In George Orwell’s Down and Out in Paris and London he presents a theme that underlies the state of the impoverished that I believe is as relevant today as it was in the 1920’s when he first observed it. Orwell experienced the extortion of the laboring class while working as a plongeur in Paris hotels. Workers were subjected to abysmal conditions, and unsustainably long shifts. The conditions were deliberately established by the upper echelon of society to make it improbable, while hoping for impossible, for the dishwashers, the laborers to accumulate wealth and liberate themselves. Orwell likens the difference between blacks and whites to the same difference separating the poor from the wealthy. Nothing at all. He describes a millionaire as a dishwasher in a new suit. He described the ruling class as constructing the lives of the lower class in the shape of a treadmill. Such a system would keep the poor busy, but never advancing anywhere. I’m willing to assert we live in a broadened version of this same scheme today and have been for decades. Today, the roles have been expanded. The elite, the ruling class, are the legacy media, the oligarchs, and elected officials of the highest order. It’s the general population en masse that have become the dishwashers, and the agent of our occupation is not limited to manual labor. No, our stride is lengthening as the pace quickens on our treadmill that is constructed by this false divide. As long as we’re toiling against each other, corporations, and government officials profit and live above the fray. The Constitution was written and amended with the purpose to promote and protect the rights of the individual, and we should always seek to improve upon this document when it fails to do these things. While it still may be possible for the individual to break free of the class in which you were born it is not the individual of which the ruling class is concerned. By reducing the individual to the percentage of the population of which they most closely represent the individual is then stripped of all identifying characteristics. When the masses have their sights trained on each other their gaze predictably will not rise to meet their oppressors. Contingent upon these conditions is the status quo, and it feels as if we’ve begun to sprint and we can’t reach the controls to slow down.

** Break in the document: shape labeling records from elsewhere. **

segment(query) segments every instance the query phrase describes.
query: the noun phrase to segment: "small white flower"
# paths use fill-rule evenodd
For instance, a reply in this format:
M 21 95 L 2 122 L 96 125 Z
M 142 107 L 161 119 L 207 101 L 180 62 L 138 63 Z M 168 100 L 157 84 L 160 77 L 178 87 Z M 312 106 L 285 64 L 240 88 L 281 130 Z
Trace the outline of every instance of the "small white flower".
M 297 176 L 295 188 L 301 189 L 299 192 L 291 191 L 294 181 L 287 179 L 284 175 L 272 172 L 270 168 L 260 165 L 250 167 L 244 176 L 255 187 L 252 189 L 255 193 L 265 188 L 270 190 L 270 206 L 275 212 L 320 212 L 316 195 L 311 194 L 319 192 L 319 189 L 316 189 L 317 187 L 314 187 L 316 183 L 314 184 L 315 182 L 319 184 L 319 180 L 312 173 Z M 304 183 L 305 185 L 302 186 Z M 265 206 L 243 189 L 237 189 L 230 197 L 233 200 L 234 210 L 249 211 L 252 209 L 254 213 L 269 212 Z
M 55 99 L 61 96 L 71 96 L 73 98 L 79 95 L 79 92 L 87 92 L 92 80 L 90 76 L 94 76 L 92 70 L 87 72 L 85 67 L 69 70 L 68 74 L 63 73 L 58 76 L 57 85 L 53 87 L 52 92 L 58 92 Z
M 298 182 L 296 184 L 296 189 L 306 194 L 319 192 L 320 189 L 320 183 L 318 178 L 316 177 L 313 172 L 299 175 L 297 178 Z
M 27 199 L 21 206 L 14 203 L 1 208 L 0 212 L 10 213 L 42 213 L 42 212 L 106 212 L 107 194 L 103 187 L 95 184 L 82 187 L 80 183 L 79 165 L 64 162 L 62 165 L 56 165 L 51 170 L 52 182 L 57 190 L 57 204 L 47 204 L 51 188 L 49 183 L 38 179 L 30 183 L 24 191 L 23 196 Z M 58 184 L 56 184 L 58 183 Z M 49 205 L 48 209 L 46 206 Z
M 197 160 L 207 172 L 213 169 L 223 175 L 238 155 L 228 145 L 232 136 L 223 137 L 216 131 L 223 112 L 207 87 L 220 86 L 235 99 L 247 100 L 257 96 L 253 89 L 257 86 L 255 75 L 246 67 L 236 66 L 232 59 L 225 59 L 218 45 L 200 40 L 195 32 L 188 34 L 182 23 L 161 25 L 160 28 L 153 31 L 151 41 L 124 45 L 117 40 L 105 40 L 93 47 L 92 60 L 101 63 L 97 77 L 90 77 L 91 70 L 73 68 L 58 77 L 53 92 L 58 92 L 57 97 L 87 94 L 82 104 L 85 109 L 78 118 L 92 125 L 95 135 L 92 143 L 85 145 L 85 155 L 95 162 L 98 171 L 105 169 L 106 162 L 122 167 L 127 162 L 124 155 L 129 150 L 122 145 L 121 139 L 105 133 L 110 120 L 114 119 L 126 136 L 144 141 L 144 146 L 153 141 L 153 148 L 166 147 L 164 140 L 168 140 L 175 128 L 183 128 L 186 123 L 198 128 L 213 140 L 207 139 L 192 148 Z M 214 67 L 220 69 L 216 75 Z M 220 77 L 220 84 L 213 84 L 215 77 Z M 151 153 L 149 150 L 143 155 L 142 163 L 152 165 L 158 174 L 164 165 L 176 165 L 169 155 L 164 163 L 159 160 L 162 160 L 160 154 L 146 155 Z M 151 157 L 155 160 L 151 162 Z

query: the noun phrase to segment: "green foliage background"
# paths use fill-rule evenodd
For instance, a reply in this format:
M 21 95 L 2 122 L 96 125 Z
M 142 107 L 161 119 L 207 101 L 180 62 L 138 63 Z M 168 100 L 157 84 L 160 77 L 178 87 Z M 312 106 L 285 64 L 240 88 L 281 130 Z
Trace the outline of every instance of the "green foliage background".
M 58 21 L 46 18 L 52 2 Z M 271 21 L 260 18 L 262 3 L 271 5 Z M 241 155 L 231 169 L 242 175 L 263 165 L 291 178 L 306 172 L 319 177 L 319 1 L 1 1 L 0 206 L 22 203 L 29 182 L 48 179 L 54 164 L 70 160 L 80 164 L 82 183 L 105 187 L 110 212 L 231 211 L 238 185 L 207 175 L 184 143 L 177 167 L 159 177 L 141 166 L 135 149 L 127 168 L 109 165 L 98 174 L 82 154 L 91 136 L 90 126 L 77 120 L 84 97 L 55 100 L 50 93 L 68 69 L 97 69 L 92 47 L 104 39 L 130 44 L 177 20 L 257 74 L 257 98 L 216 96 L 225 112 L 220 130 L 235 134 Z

In the past five years the most frequented target of hate crimes in America’s three largest cities, New York, Los Angeles, and Chicago, are Jews. Recently, there were a string of violent beatings of Jews in New York City. David Dorn, a retired black police officer, was trying to keep a store from being looted and was killed by a rioter in the process. The list of injustices goes on, but you’ll notice that only the select few events that fit the institutional narrative are put to the megaphone. There is a measurable unwillingness to call out that which is perceived to be detrimental to the cause. Political pundits and government officials on the left are reluctant to admonish rioting and looting. Violence doesn’t simply become abhorrent when you empathize with the victim just as it does not become admirable when you share the values of the aggressor. Propaganda abounds. Violence is not being condemned as it should be. There is a half quote of Martin Luther King Jr. circulating that seems to illustrate his support for rioting. The words he spoke immediately preceding the edited quotation were in fact unequivocally condemning violence. It is not hyperbolic to liken the social climate we’re enduring to Maoism. Constant revolution is a key tenant of Maoism, and we’re seeing it demonstrated daily where a new offence is perceived and consequently cancelled. Statues are being torn down no matter the person they represent, and books are being burnt. Words and phrases that were formerly innocuous are being proscribed due to their perceived offense. To further illustrate the point, Mao preached that laws were made in the streets by the people while he remained in office for over thirty years. Meanwhile, indicative of the legacy he established, a cultural genocide is underway in China, and Americans can’t be bothered. And freeing Tibet only mattered when you were in high school. The stories that get promulgated are only ones that achieve the desired effect. A few short years ago it was revealed in part by Edward Snowden that the federal government had unparalleled access to citizens’ private information, and virtually unbounded surveillance on any individual in the United States. If Americans protested every actual injustice regardless of political implications imagine what a world we would devise.
At the March on Washington in 1963 there were nine scheduled speakers. Four of which were white. Jewish-Americans, and white Americans numbered in the hundred thousands amongst a black majority that day. One year later, the Civil Rights Act was signed into law. In 1971, comprising of mixed races and genders, Sly and the Family Stone gave us There’s a Riot Goin’ On. Proof that beautiful, important things happen when we are all united as equals. Now, as much as ever, we must band together. Our individuality is being stripped from us; our cultures are being watered down. We must resolve to uncover what it is to be an American. Malcolm X wanted his people to be given land to establish a new country. Unfortunately for us all, there is no new land, no final frontier where we can begin anew. For many in America, there is no ancestral home which to return, no promised land we once knew that beckons eternally. We cannot yet raze our fields while the soil is still fertile. There is still hope. This is not Egypt and be wary of anyone who claims to be Moses. We must first check our tools of measurement; we must change the ways in which we observe and learn not to affirm our biases. It is imperative we do not acquiesce to those who insist on driving us apart. Instead we must come together and do the hard thing.